After rasterization, I use another bespoke Python script to break each megatile down into 256 individual tiles at 256×256 px² each. This script creates the final image pyramid by recursively grouping adjacent tiles and downsampling until I are left with a top-level image that is just 1×1 px². This process takes about 10 minutes. In total, the map consists of over 55k tiles in 17 layers and is 1.2GB on disk.

Finally, I upload the image pyramid and embed an OpenSeadragon viewer into the website to allow users to interact with it. That’s it!


In addition to the technical side of building the Dark Web Map, the human side is also crucial. I went through several drafts of the map and had hours of conversations with coworkers. We discussed what our goals are with this project, the extent to which we should redact material, and whether we should even publish the map at all. As we converged on a final draft, I reached out to acquaintances at tech companies and law enforcement agencies to get their opinions on these questions as well. I arrived at several conclusions.

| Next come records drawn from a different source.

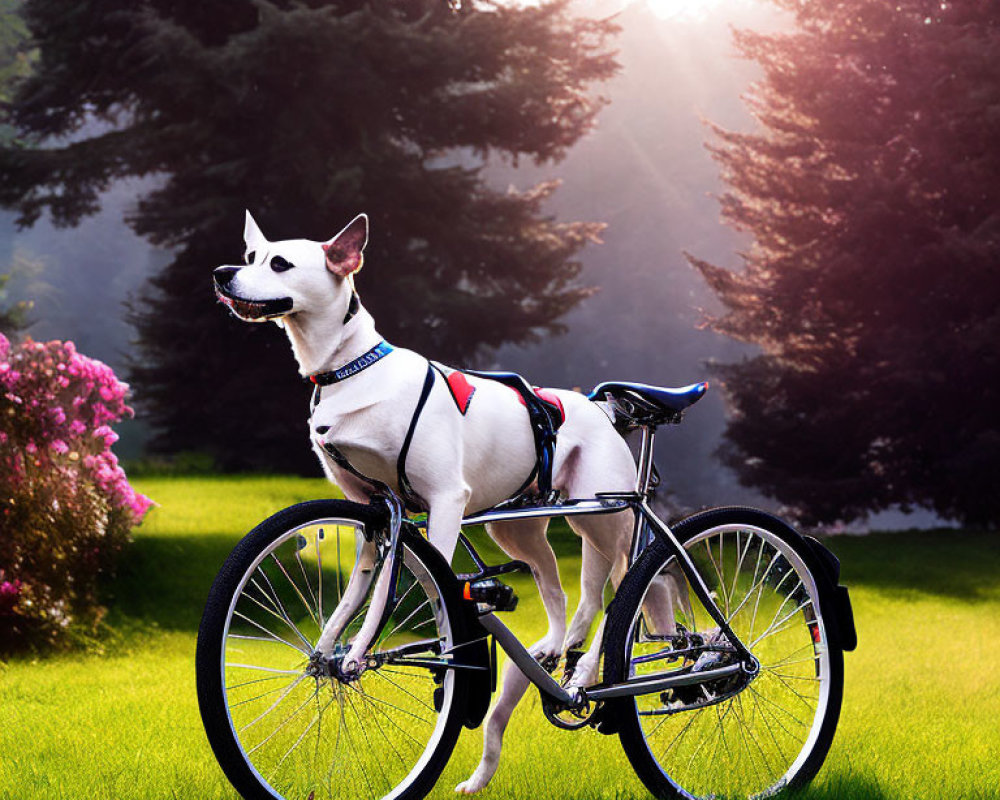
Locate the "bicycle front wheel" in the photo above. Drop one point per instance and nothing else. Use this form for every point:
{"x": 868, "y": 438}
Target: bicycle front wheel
{"x": 280, "y": 727}
{"x": 740, "y": 737}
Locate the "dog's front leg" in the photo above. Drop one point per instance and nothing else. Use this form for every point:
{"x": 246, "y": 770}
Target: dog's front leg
{"x": 354, "y": 595}
{"x": 443, "y": 525}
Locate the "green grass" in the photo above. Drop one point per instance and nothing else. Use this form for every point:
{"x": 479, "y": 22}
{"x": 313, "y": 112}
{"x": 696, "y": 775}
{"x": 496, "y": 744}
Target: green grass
{"x": 919, "y": 719}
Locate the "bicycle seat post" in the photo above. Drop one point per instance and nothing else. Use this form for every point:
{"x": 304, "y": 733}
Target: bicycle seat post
{"x": 645, "y": 473}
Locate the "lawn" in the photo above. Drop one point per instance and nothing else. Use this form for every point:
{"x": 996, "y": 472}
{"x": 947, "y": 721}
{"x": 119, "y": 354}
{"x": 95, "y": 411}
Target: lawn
{"x": 919, "y": 719}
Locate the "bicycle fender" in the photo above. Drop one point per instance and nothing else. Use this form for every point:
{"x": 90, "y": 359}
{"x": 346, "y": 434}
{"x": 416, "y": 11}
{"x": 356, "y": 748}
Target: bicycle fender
{"x": 476, "y": 651}
{"x": 825, "y": 566}
{"x": 847, "y": 634}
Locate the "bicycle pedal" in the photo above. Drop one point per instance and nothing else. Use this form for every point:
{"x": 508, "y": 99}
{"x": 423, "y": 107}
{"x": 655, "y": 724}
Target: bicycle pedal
{"x": 548, "y": 663}
{"x": 572, "y": 659}
{"x": 490, "y": 592}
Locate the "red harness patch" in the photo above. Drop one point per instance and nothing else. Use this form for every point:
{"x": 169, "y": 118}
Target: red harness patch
{"x": 461, "y": 390}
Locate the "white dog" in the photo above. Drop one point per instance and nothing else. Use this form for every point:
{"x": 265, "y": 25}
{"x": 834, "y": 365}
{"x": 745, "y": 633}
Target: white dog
{"x": 458, "y": 463}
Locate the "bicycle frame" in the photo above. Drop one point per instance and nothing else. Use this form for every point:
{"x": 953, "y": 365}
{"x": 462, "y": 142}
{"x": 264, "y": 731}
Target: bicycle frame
{"x": 604, "y": 503}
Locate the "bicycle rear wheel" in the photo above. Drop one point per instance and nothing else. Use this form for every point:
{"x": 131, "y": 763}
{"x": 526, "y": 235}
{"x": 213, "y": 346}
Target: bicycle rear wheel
{"x": 735, "y": 738}
{"x": 280, "y": 727}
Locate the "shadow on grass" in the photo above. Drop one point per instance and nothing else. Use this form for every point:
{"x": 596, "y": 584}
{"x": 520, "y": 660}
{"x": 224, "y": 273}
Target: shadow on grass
{"x": 834, "y": 785}
{"x": 950, "y": 563}
{"x": 165, "y": 580}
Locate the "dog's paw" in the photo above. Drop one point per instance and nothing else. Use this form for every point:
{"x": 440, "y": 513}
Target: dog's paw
{"x": 583, "y": 674}
{"x": 470, "y": 786}
{"x": 547, "y": 652}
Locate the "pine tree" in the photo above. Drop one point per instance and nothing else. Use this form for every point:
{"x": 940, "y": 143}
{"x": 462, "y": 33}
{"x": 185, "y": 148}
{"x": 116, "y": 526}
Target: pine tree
{"x": 307, "y": 113}
{"x": 872, "y": 285}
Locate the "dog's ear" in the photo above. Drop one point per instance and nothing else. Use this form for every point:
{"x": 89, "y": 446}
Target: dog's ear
{"x": 344, "y": 251}
{"x": 252, "y": 235}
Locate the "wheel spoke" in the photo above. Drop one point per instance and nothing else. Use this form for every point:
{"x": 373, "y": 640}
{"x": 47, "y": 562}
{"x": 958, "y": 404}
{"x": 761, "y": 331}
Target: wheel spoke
{"x": 327, "y": 738}
{"x": 742, "y": 737}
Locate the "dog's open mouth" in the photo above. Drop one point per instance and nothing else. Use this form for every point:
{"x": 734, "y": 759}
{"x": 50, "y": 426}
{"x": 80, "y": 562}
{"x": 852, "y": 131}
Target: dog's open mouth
{"x": 253, "y": 310}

The first conclusion is that I want to present this as an objective visualization that users can explore and draw their own conclusions from. I have an obligation (both legal and ethical) to redact certain types of content, but a great deal of objectionable content is intentionally left unredacted.

Second, I want to aid understanding and debate about the dark web, but I do not want to function as an onion directory, especially for sites that are illegal. There are plenty of other resources out there to find content on the dark web.

Third, I want to use the map as a jumping off point for a more detailed, public analysis of the dark web. Future articles in this series will explore the content of the map in greater depth and provide interpretations and extra data for the reader’s benefit.

These sorts of questions never have perfect answers, and there will always be plenty of criticism (especially from strangers on the internet). I believe it is important to communicate my values and the care that has gone into delivering this project to the public. I welcome feedback on this project at every level, from the technical nitty gritty to the broad social implications.